県内の小中学生が環境について学ぶ「沖縄こども環境調査隊2018」(主催・沖縄タイムス社、共催・沖縄美ら島財団)の親子学習会が8日、本部町の沖縄美ら島財団総合研究センターであった。調査隊員7人と家族の計25人が参加し沖縄の自然について学んだ。

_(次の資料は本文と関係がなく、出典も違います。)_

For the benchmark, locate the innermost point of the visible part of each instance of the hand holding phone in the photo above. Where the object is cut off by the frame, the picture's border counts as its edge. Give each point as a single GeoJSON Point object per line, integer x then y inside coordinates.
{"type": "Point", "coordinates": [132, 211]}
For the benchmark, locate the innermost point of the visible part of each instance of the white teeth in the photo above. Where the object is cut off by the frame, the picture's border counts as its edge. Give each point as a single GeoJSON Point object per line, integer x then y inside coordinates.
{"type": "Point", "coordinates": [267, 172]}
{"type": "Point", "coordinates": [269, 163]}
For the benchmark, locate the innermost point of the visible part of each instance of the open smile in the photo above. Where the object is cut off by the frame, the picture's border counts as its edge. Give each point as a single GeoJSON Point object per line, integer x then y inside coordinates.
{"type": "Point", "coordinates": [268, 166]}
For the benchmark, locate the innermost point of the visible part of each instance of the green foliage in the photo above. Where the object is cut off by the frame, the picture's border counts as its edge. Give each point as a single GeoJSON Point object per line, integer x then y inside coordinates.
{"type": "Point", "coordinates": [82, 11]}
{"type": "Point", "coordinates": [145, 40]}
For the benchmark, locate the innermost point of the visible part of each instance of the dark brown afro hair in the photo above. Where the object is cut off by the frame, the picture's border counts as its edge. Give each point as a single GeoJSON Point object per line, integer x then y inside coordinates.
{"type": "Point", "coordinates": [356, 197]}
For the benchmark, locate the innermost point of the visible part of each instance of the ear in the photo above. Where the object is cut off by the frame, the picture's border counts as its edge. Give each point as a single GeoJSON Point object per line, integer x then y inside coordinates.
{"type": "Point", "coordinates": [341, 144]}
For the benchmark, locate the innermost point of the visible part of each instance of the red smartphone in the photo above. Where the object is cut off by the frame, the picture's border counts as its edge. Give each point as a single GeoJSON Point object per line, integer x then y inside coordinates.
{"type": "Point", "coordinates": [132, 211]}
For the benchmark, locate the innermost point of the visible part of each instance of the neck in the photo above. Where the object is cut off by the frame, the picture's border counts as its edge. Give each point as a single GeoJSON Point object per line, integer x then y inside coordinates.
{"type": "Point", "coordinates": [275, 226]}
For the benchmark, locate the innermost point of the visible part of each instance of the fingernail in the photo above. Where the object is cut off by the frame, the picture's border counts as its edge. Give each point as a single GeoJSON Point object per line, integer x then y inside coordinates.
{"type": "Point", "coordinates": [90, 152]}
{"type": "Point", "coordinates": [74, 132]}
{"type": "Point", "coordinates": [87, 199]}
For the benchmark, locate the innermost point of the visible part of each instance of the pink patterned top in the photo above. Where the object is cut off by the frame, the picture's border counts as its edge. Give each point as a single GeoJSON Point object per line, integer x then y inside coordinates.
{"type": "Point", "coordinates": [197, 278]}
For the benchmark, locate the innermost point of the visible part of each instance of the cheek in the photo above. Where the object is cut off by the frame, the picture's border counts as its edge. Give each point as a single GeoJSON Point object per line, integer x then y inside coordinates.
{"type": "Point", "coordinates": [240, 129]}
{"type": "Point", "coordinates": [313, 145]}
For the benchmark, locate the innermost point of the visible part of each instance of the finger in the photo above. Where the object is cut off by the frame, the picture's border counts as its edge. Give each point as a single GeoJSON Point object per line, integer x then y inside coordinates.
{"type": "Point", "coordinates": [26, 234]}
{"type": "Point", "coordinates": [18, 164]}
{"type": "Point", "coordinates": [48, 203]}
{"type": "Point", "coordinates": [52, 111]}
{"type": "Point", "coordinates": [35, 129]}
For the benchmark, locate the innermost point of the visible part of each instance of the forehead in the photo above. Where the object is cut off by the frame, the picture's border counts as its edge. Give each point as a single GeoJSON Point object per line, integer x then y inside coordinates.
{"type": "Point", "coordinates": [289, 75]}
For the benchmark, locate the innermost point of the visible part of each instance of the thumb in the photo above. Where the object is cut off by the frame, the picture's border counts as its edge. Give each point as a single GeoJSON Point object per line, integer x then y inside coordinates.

阿部篤志室長(右)の説明に真剣に聞き入る沖縄こども環境調査隊の隊員たち=8日、本部町

 同財団植物研究室の阿部篤志室長が「奇跡の島! 沖縄・やんばるの森」と題し講演。オキナワセッコクやヤブミョウガランなどの固有種を紹介し、暖かく湿った気候や琉球列島が形成された経緯などが、他種多様な植物が生育する環境をつくっていると説明した。阿部さんは、これから自然環境について調査する隊員に「五感を研ぎ澄ませて記録することが大事」とアドバイスした。

 参加者は海洋博公園熱帯ドリームセンターの植物展も訪れ、座学で学んだ知識を生かして植物の特徴を観察した。

 隊員の高良克明君(12)=小禄小6年=は「やんばるといえばヤンバルクイナなどの動物に注目しがちだったけど、植物も絶滅危惧種がたくさんあると知った。植物にも目を向けて調査したい」と抱負を語った。